2026年3月19日，中国科学技术大学生命科学与医学部王育才/朱书/蒋为课题组，在国际顶尖期刊Science发表了题为：Commensal-driven serotonin production modulates in vivo delivery of synthetic and viral vectors的研究论文。 一项体内递送科学领域的突破性研究成果。该团队阐明了一条由肠道共生菌与肠道内分泌系统驱动，通过肠道上皮细胞来源的血清素激活肝脏库普弗细胞（Kupffer Cells），从而清除体内递送系统的“肠-肝免疫轴”。

研究发现，肠道革兰氏阴性菌作为主要的驱动因素，调节肠嗜铬细胞的色氨酸代谢，肠嗜铬细胞来源的血清素（serotonin），是连接肠道与Kupffer细胞介导IDS（In vivo delivery systems）清除的关键信使。
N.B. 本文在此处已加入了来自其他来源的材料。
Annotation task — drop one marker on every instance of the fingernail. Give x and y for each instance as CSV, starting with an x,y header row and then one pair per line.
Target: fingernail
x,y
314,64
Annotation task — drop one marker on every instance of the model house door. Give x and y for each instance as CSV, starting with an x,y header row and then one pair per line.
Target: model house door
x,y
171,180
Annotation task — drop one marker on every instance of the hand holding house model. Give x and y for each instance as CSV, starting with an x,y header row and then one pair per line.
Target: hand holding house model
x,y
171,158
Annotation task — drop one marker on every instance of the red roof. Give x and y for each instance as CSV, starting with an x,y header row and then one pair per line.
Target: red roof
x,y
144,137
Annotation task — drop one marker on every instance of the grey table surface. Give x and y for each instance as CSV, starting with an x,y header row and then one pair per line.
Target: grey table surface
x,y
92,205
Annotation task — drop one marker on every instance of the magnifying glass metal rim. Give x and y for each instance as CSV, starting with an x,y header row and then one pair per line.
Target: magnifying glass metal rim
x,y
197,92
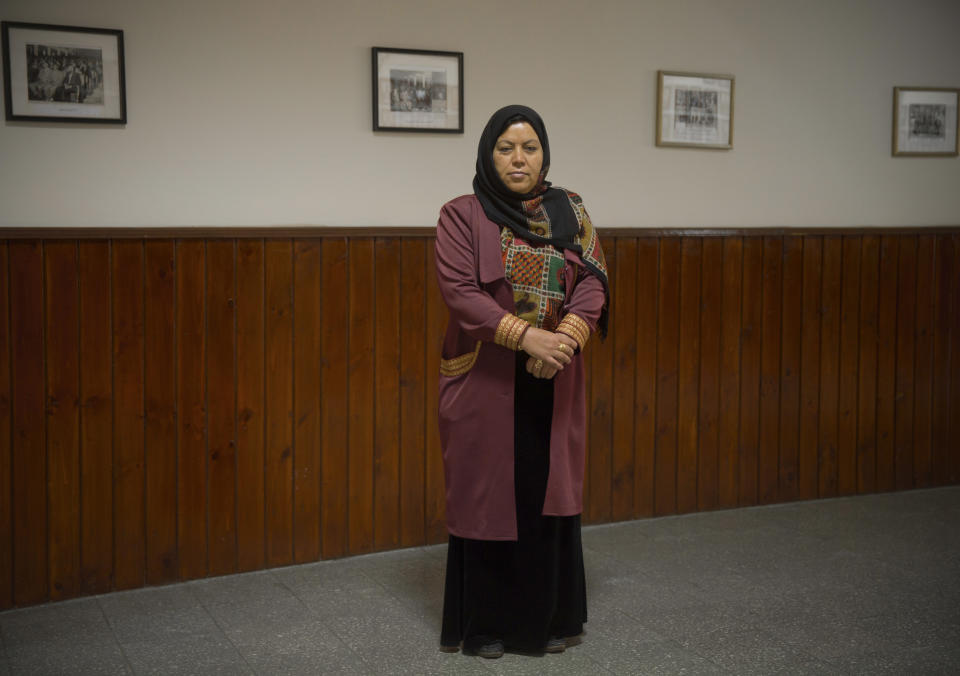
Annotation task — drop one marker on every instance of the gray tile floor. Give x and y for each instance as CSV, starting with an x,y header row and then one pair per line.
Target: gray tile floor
x,y
861,585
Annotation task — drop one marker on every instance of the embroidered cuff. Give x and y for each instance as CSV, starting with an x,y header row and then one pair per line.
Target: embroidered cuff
x,y
510,331
576,328
460,365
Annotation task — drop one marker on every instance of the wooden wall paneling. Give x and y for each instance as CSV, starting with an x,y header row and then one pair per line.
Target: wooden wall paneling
x,y
729,421
867,371
906,329
849,359
307,313
251,504
886,361
191,410
160,392
923,402
6,457
790,364
221,514
29,438
711,300
807,470
360,397
436,319
624,346
386,449
598,498
96,418
334,339
944,289
413,382
688,373
668,338
829,410
62,317
129,535
645,427
278,449
750,355
770,374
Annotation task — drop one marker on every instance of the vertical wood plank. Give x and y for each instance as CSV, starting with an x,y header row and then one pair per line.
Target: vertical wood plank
x,y
413,381
668,337
886,362
307,315
645,428
159,385
278,449
729,423
807,469
923,404
221,512
436,319
905,355
944,289
770,359
750,336
62,418
849,359
251,534
96,419
6,424
867,386
830,330
129,536
711,303
191,411
386,453
29,440
360,395
598,497
688,376
333,398
790,346
624,345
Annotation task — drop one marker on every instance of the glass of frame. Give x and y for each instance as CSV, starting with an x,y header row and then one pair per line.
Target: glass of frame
x,y
417,90
63,73
925,121
694,110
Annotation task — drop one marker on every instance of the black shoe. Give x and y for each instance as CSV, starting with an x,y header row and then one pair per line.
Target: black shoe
x,y
555,645
491,650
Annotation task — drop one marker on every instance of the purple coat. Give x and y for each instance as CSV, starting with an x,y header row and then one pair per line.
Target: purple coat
x,y
476,408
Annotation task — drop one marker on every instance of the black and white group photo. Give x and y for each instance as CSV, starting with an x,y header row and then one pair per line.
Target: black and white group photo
x,y
64,74
695,108
418,91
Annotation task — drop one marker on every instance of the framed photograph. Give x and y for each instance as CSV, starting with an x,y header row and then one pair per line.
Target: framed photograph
x,y
694,110
925,121
417,90
63,73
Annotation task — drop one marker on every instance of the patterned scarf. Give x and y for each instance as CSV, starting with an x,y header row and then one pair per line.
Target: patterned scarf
x,y
536,227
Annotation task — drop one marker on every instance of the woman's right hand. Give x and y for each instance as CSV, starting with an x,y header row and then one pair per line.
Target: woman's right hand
x,y
553,349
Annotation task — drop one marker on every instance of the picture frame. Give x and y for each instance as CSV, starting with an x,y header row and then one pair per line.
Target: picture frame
x,y
925,122
695,110
63,73
417,90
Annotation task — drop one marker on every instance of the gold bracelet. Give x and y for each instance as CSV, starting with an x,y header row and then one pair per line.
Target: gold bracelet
x,y
509,331
576,328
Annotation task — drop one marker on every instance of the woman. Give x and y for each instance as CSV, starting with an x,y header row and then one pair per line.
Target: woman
x,y
521,269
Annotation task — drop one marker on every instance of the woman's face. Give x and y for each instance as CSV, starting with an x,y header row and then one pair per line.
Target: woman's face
x,y
518,157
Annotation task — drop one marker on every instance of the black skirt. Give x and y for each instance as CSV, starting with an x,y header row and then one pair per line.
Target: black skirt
x,y
527,591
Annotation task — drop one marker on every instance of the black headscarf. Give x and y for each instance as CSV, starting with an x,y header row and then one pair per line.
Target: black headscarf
x,y
506,207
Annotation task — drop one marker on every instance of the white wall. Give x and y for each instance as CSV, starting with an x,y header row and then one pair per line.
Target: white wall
x,y
246,112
血清素通过Kupffer细胞上的特定受体信号触发细胞骨架重塑，并上调与吞噬相关基因的表达，从而广泛增强Kupffer细胞对各种IDS的摄取。在治疗上，通过限制血清素生成的来源食物或阻断相关受体实现血清素信号的暂时中断，均可大幅降低肝脏对递送系统的清除，将化疗、溶瘤病毒疗法的疗效提升三倍以上，并将体细胞基因编辑和mRNA疗法的效率提高5至15倍。从而为肿瘤靶向治疗、mRNA疗法、基因编辑等技术提供普适性疗效增强策略。该发现从机制层面破解了困扰递送领域数十年的“载体非特异性清除”难题，为推动递送技术的临床转化提供了普适性全新方案。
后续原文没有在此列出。